David Brooks` Self-Parody: "Flood the Zone" (A.K.A., Drain the Treasury)
02/08/2012
A+
|
a-
Print Friendly and PDF

Jodi Kantor notes in The Obamas that David Brooks of the New York Times is "the President's favorite pundit." In turn, I've been told on extremely good authority that Brooks is a regular reader of me. Being a covert member of the Steveosphere makes Brooks perhaps the most interesting conventional wisdom columnist, but also creates a lot of stress for the poor man. After such knowledge, what forgiveness? How do you triangulate your way to something that Obama will nod complacently over without totally boring yourself? How do you stay on TV, mouthing 21st Century platitudes, while knowing that a few people know you know?

This tension usually manifests itself in a couple of columns per year that only make sense under the supposition that I represent the conventional wisdom and that he's the man with challenging new ideas as he tries to dream up new epicycles to refute my Occamite slashes.

But then there's his new NYT column "Flood the Zone," the purpose of which is to eventually get around to gently criticizing Obama for his health insurance contraception stand. But, first, he feels he has to provide air cover for himself by trotting out all the shibboleths of 21st Century conventional wisdom.  

And that part is just brutal self-parody, presumably driven by a certain amount of self-loathing. No, I didn't write this, but if you read it as if I wrote it as a vicious satire on Brooks, it's quite funny. So, there's no need for me to respond to it. It's self-detonating:

The essential truth about poverty is that we will never fully understand what causes it. There are a million factors that contribute to poverty, and they interact in a zillion ways. 
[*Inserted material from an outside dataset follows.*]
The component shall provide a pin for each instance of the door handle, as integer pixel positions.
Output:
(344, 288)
Some of the factors are economic: the shortage of low-skill, entry-level jobs. Some of the factors are historical: the legacy of racism. Some of the factors are familial: the breakdown in early attachments between infants and caregivers and the cognitive problems that often result from that. Some of them are social: the shortage of healthy role models and mentors. 
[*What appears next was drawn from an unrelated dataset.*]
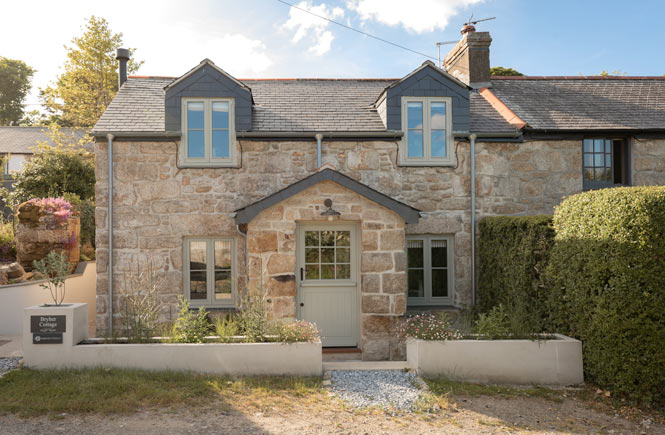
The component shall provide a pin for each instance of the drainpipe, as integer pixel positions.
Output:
(472, 139)
(109, 139)
(318, 137)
The list of factors that contribute to poverty could go on and on, and the interactions between them are infinite. Therefore, there is no single magic lever to pull to significantly reduce poverty.
The only thing to do is change the whole ecosystem. 
If poverty is a complex system of negative feedback loops, then you have to create an equally complex and diverse set of positive feedback loops. You have to flood the zone with as many good programs as you can find and fund and hope that somehow they will interact and reinforce each other community by community, neighborhood by neighborhood. 
The key to this flood-the-zone approach is that you have to allow for maximum possible diversity. Let’s say there is a 14-year-old girl who, for perfectly understandable reasons, wants to experience the love and sense of purpose that go with motherhood, rather than stay in school in the hopes of someday earning a middle-class wage. 
You have no idea what factors have caused her to make this decision, and you have no way of knowing what will dissuade her. But you want her, from morning until night, to be enveloped by a thick ecosystem of positive influences. You want lefty social justice groups, righty evangelical groups, Muslim groups, sports clubs, government social workers, Boys and Girls Clubs and a hundred other diverse institutions. If you surround her with a different culture and a web of relationships, maybe she will absorb new habits of thought, find a sense of belonging and change her path.